Can I share my prop firm account credentials with another trader?

No. Account sharing is treated as account manipulation at every legitimate firm in 2026 and triggers immediate termination plus payout forfeiture. Firms detect this via IP-address pattern monitoring, broker-side device fingerprinting, and timing anomalies in order-flow patterns. Even sharing read-only credentials for educational purposes can void the account at strict firms. If you're learning from a mentor, screen-share your own session rather than handing over login.

Are scalping strategies allowed at prop firms?

Yes at most firms in 2026, with caveats. Personal scalping (you click your own entries) is universally allowed. What's restricted: HFT-style scalping with sub-100ms hold times, latency-arbitrage strategies that exploit price-feed gaps, and copy-trading scalping across multiple accounts. Most firms allow scalping but require a minimum hold time per trade (often 30-60 seconds) to filter out pure-algo extraction. If you scalp, read the firm's specific minimum-hold and order-frequency rules before purchasing.

Do prop firms charge a monthly fee on the funded account?
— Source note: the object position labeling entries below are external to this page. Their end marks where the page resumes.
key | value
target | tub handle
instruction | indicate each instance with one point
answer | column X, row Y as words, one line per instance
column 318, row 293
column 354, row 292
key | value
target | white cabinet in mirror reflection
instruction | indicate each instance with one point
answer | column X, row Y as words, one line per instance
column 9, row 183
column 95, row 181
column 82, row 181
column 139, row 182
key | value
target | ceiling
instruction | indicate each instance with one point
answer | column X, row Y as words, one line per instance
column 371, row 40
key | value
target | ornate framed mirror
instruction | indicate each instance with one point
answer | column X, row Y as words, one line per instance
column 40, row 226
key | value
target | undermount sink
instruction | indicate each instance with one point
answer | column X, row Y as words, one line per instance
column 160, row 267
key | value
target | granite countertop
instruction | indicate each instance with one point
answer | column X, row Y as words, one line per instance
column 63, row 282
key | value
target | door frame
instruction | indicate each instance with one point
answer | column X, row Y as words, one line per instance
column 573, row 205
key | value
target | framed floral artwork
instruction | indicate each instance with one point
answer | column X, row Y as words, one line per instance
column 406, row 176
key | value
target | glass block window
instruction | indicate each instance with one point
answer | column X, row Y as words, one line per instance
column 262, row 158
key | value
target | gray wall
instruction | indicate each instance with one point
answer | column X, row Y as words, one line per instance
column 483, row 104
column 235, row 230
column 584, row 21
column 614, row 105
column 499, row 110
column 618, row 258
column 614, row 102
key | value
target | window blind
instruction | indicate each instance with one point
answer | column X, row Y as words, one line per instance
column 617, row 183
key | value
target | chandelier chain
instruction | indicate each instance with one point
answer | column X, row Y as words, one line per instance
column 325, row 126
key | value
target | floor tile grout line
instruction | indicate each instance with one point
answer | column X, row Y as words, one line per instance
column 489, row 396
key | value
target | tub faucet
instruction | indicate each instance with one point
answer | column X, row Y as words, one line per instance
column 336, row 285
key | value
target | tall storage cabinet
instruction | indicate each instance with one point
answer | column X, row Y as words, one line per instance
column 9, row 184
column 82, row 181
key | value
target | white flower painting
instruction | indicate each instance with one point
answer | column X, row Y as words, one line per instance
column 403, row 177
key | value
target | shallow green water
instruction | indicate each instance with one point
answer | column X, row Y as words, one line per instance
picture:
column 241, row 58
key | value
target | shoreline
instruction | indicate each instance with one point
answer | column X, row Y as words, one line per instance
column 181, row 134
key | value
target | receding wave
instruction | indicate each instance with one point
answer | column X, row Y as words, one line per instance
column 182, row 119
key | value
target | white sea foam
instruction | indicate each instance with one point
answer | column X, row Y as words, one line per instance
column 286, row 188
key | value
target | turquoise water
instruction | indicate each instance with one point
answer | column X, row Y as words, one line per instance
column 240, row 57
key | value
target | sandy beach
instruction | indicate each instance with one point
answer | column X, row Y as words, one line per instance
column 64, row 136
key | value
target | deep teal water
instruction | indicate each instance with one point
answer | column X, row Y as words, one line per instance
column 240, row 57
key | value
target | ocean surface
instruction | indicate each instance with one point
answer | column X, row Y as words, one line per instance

No. Once you're funded at a legitimate prop firm in 2026, there are no recurring fees. The economics are: you pay an upfront evaluation fee, and after passing, the firm earns from its 10-30% profit split on your payouts. A handful of futures prop firms historically charged a $130-$160/month platform/data fee on funded accounts — this practice is mostly phased out in 2026 but verify before purchase. Forex prop firms universally don't charge monthly.

What happens to my profits if the firm goes out of business?

Realistically: you lose your unpaid balance and any future expected earnings. This has happened — a handful of smaller firms shut down between 2023-2025 with unpaid trader balances. The defense: only fund evaluations at firms with 12+ months of verified payout history, active legal entities (UAE, US, UK, Cyprus jurisdictions preferred), and audited Trustpilot ratings of 4.3+ with 200+ reviews. Take payouts as soon as you're eligible — don't let the account accumulate beyond ~$5K-$10K of unpaid profit. Verified payouts are the only real protection against firm failure.

Can I trade multiple prop firm accounts at the same time?

Yes across different firms — universally allowed and a common scaling strategy among full-time traders. Multiple accounts at the SAME firm is firm-specific: some allow up to 5 funded accounts per trader (FundedNext, Goat Funded Trader), others cap at 2-3, a few enforce one-account-per-trader. What's universally banned regardless of firm count: cross-account hedging (long on account A, short on account B at the same firm or across firms) and identical-trade copy-trading across your own accounts. Each account must be independently strategically managed.

What is the maximum lot size or position size allowed?

Most firms cap maximum open lot size at 2-5% of account balance in nominal exposure terms. On a $100K forex account, that translates roughly to 1-2 standard lots open at once depending on leverage and pair. Futures firms cap by contract count (typically 5-10 micro contracts or 2-5 minis on $50K accounts). The cap exists to prevent single-trade-blowup scenarios — even a passing strategy can void the account by violating max-lot rules during a single high-conviction entry. Read the firm's risk parameters before scaling positions on large accounts.